08-11-2007 10:54

‘Kürdçülük’, türkçülüğün iflâsını haykıran bir zakkum meyvesi..

Selahaddin Eş Çakırgil, son günlerde bir furya halini alan `emekli general itirafları`ndan yola çıkarak kavmiyetçilik ideolojisinin açtığı yaraları ele alıyor ve çarenin yeniden İslam milletinde buluşmakta olduğunu vurguluyor

‘Kürdçülük’, türkçülüğün iflâsını haykıran bir zakkum meyvesi..

Selahaddin Eş Çakırgil, son günlerde bir furya halini alan "emekli general itirafları"ndan yola çıkarak kavmiyetçilik ideolojisinin açtığı yaraları ele alıyor ve çarenin yeniden İslam milletinde buluşmakta olduğunu vurguluyor. İşte Çakırgil'in ‘Kürdçülük’, türkçülüğün iflâsını haykıran bir zakkum meyvesi.." başlıklı yazısı:

  

İleri gelen türkçülerden ve akademisyen olarak uzun yıllar Amerika’da bulunan Prof. Reha Oğuz Türkkan, 30 yıl öncelerde, ‘türkçülüğün, ‘İslam’ın sosyal hayattan kovulması’ operasyonu sonrasında, meydana gelen ideolojik boşluğun doldurulması için en yüksek seviyede resmî himayeye mahzar olduğunu’ yazdığında, çoğumuz üzerinde durmamıştık..

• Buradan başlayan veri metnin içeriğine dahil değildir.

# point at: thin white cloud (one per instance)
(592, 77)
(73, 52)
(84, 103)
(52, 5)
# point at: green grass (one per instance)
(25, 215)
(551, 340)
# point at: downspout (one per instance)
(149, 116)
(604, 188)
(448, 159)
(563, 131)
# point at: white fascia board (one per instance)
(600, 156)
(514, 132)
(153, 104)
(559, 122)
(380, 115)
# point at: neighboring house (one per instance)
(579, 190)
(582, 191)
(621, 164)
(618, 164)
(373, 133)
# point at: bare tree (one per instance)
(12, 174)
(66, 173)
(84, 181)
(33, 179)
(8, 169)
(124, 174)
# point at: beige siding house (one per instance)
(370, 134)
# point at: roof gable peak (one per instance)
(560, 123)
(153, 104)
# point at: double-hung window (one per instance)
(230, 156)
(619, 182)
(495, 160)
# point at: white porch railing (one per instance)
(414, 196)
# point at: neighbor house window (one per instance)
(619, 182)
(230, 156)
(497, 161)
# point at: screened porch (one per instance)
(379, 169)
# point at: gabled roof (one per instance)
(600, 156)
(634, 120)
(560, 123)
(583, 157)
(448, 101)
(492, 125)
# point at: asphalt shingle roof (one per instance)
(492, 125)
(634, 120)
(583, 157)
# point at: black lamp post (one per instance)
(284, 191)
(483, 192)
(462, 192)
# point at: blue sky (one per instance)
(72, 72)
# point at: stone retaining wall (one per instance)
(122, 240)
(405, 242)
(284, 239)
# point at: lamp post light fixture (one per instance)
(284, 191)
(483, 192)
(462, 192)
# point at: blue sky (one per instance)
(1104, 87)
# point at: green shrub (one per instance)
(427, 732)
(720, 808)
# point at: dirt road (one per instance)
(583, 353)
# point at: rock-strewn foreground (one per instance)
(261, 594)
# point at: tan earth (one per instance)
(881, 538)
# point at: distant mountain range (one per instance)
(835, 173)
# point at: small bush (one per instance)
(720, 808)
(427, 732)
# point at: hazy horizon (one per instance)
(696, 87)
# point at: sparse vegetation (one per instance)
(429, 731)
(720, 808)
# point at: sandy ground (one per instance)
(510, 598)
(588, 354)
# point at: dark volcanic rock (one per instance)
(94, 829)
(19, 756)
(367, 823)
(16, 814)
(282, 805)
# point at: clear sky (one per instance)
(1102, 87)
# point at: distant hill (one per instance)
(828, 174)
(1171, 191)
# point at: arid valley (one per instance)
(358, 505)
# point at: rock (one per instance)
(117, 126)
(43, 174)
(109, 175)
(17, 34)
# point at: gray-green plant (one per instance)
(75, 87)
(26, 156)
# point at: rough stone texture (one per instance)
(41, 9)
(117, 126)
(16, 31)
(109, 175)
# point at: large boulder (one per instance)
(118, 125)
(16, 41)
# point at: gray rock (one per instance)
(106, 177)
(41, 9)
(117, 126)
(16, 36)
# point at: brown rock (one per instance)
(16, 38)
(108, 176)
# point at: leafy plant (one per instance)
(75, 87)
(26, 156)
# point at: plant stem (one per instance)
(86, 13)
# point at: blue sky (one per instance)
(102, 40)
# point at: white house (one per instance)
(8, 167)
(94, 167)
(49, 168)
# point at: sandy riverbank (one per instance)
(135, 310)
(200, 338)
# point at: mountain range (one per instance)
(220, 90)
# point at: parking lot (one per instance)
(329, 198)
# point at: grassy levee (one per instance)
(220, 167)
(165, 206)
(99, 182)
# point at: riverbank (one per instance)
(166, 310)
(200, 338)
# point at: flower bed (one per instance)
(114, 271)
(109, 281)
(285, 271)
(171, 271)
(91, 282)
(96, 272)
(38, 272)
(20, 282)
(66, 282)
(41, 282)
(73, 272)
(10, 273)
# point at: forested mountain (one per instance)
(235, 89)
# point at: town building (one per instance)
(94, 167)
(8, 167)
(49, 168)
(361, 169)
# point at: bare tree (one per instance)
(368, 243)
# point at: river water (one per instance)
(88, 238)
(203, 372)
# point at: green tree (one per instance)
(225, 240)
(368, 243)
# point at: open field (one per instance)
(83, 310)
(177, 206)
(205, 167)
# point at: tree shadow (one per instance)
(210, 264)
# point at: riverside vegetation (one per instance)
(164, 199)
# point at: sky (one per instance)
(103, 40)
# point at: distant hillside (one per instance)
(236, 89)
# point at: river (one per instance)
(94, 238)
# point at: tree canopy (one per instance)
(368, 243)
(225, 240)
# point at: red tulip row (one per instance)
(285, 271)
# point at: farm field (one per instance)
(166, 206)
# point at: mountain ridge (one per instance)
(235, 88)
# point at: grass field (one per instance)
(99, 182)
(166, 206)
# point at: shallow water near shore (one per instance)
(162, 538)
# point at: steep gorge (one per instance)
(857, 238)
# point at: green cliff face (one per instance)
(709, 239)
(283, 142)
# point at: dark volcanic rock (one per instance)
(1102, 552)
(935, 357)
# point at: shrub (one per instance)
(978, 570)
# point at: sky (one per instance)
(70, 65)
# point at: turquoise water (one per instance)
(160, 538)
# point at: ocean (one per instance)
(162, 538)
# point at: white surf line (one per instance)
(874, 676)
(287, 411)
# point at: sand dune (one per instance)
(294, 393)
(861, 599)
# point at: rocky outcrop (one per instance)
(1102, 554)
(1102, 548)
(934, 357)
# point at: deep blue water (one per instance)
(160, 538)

Halbuki, bu sözler, gerçekte, M. Kemal’in, 1925’te Ankara Hukuk Mektebi ((dün, kuruluşunun 82. yıldönümü için merasimler yapılan Hukuk Fakültesi)’nin açılışında yaptığı konuşmada dile getirdiği ‘milletin, varlığını devam ettirmek için, asırlardır varolan ‘inanç’ yerine, ‘türk milliyeti’ bağını kabul ettiğini’  ifade eden görüşleriyle aynıydı.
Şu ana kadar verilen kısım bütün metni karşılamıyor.